Consul DNS Interface Exploration

25 Dec 2014

Recently I looked into Consul’s DNS Interface. It is a very nice feature, it lets you query for nodes or services via DNS. During my experiments I was running three Consul servers on c3.large EC2 instances and ten Consul clients on c3.large.

A note on creating a separate consul cluster for testing: The most relieable way to boot separate cluster was to use different encryption keys. Since AWS reuses IP addresses it is possible that your test cluster joins your production one. That happened to me.

I used dnsperf to measure the time it takes to respond to 1000 DNS requests: ~0.5sec. While doing the load tests the cluster leaders cpu was saturated. This is without setting any of the DNS configuration options. I wondered how the DNS interface works at all and where the number came from and started looking into DNS related configuration options.

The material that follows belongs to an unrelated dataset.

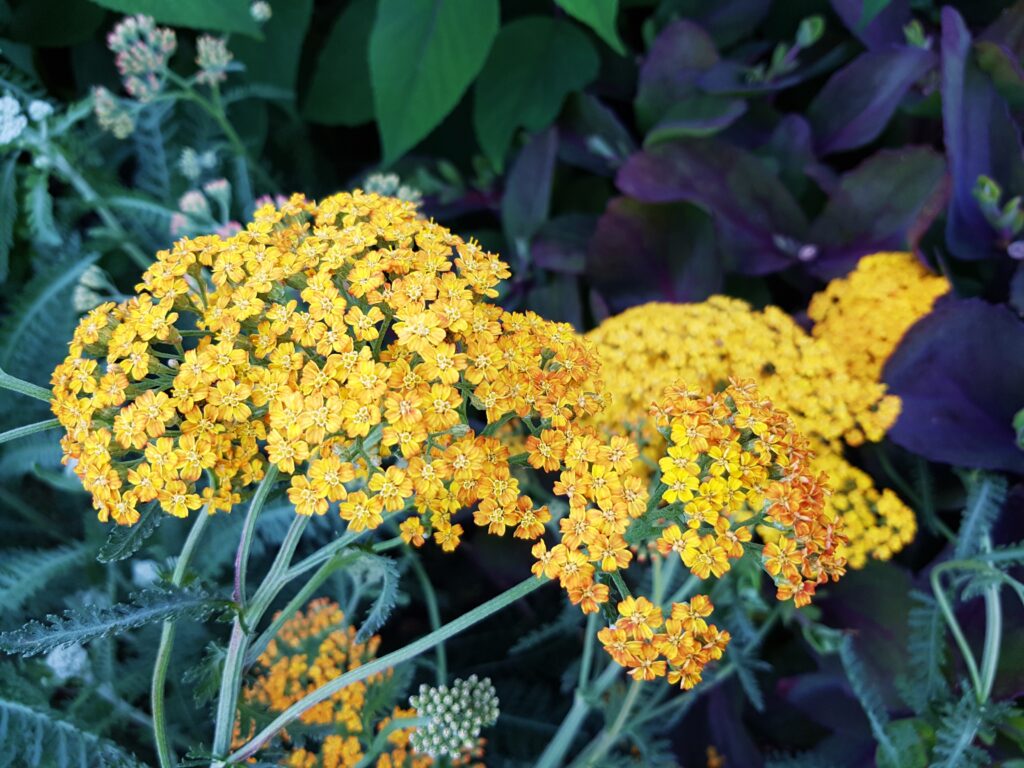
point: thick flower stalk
(343, 343)
(864, 315)
(646, 348)
(313, 647)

Configuration option: allow_stale

The configuration option allow_stale is set to false by default. Setting it to true allows not only the leader to respond to DNS queries but also other servers. Every query is still going to be sent to one of the servers, but now it doesn’t have to be the leader. When I repeated my load test with that option turned on, I was expecting that every server got its share of requests to answer and thus the 1000 requests were answered faster. The actual result was that only one randomly selected server was used and the time was the same.

This happens because the connection to one of the servers is cached for 30 seconds. With the current code you might end up doing your requests only ever to the same server. I played around a bit with enabling connections to all the servers but it didn’t end up speeding things up significantly. Which is why I did not continue to work on it.

Configuration option: *_ttl

Lets have a look at service_ttl. The default is 0 but it can be set to e.g. 5s. The result is that the TTL is changed. It has no impact on how Consul does DNS queries whatsoever. It does not cache anything based on that value. Consul leaves that to other tools like dnsmasq(does not cache results from non recursive name servers) or bind.

Using the TTL to cache DNS results works as expected. Unfortunately it literally caches the result. If you have ten servers for a service, your first real DNS request returns three of them. Every subsequent request return the exact same three servers for the duration of your TTL. Consul clients have the full list though and if they would be taking care of the caching themself they could use their cached result to return more than three servers. Thats only theory though.

Conclusion

I hope I shed some light on Consuls DNS interface! It certainly helped me a lot to dig into it. For our reverse proxy kind of project I decided to use consul-template instead. I want to thank Torsten for his great feedback on this post! Thanks for reading.